944 Improvements in the Precipitation Distribution of West Africa with a Convection-Permitting Simulation at Climate Scales

Wednesday, 10 January 2018
Exhibit Hall 3 (ACC) (Austin, Texas)
Ségolène Berthou, Met Office Hadley Centre, Exeter, United Kingdom; and E. J. Kendon, M. J. Roberts, D. Rowell, and R. Stratton

Two sets of 10-years of a convection-permitting regional model on the whole of Africa are being run at the Met Office. The regional model (CP4A) is forced at its boundaries with a 25km global model (N512) with present-day AMIP forcing and future climate RCP8.5 forcing. The first 5 years of CP4A show a large improvement in the mean West African monsoon with a reduction in the dry bias compared to the global N512 models (~25km resolution).
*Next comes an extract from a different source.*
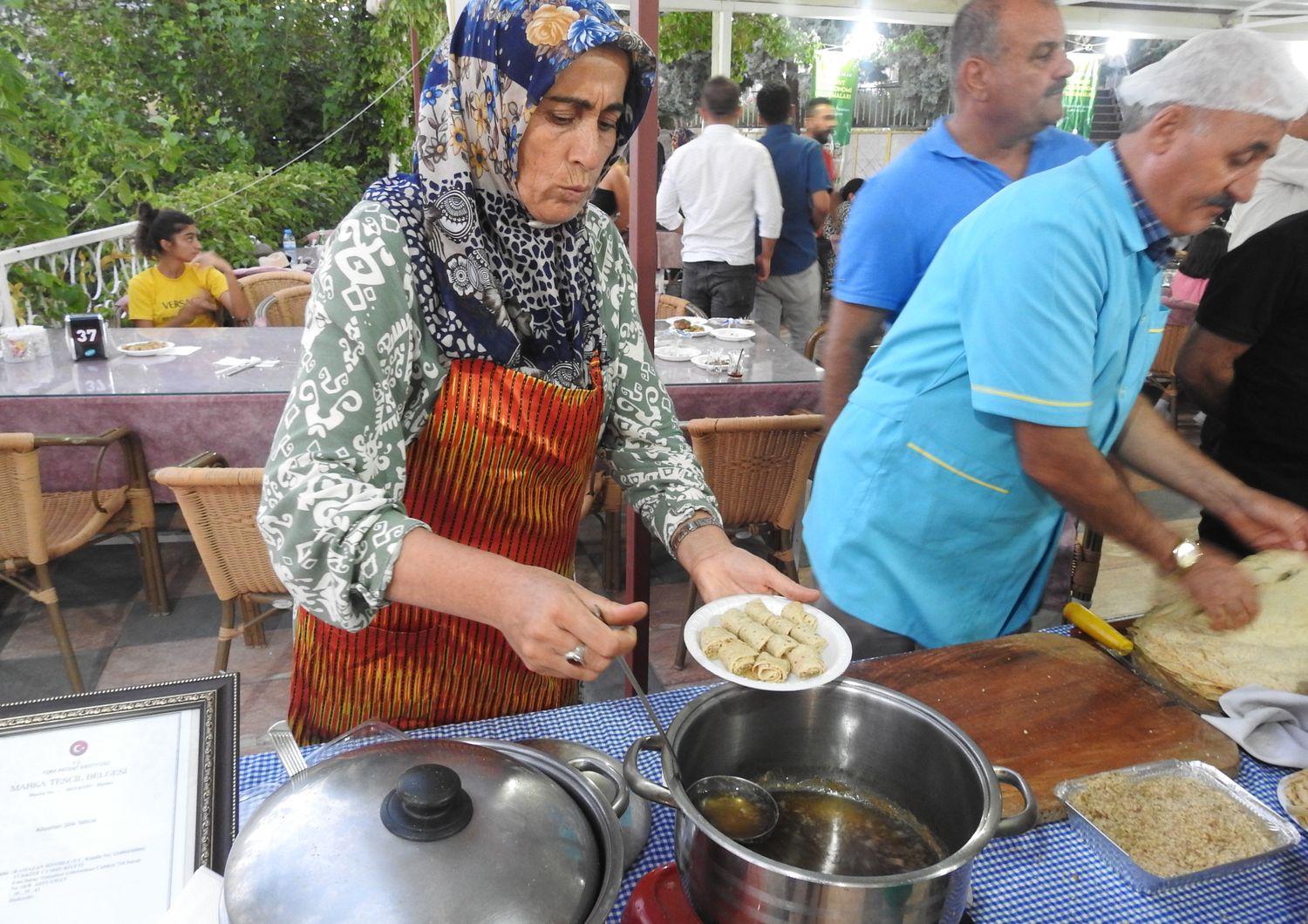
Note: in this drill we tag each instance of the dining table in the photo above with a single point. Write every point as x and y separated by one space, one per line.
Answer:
181 405
1048 873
It also shows a better precipitation distribution with more short lasting strong rainfall events. It is in good agreement with observations on a 25km scale. It further shows a better timing of the afternoon convection peak compared to N512 and a better representation of wet and dry spells. There are remaining biases in the model, including an underestimation of the number of wet days by 10-30 %, an underestimation of rainfall at night/morning and too much rainfall on orography. However, these results make us confident that this model will give further information on locally-driven future changes of the West-African monsoon that the current global models fail to represent.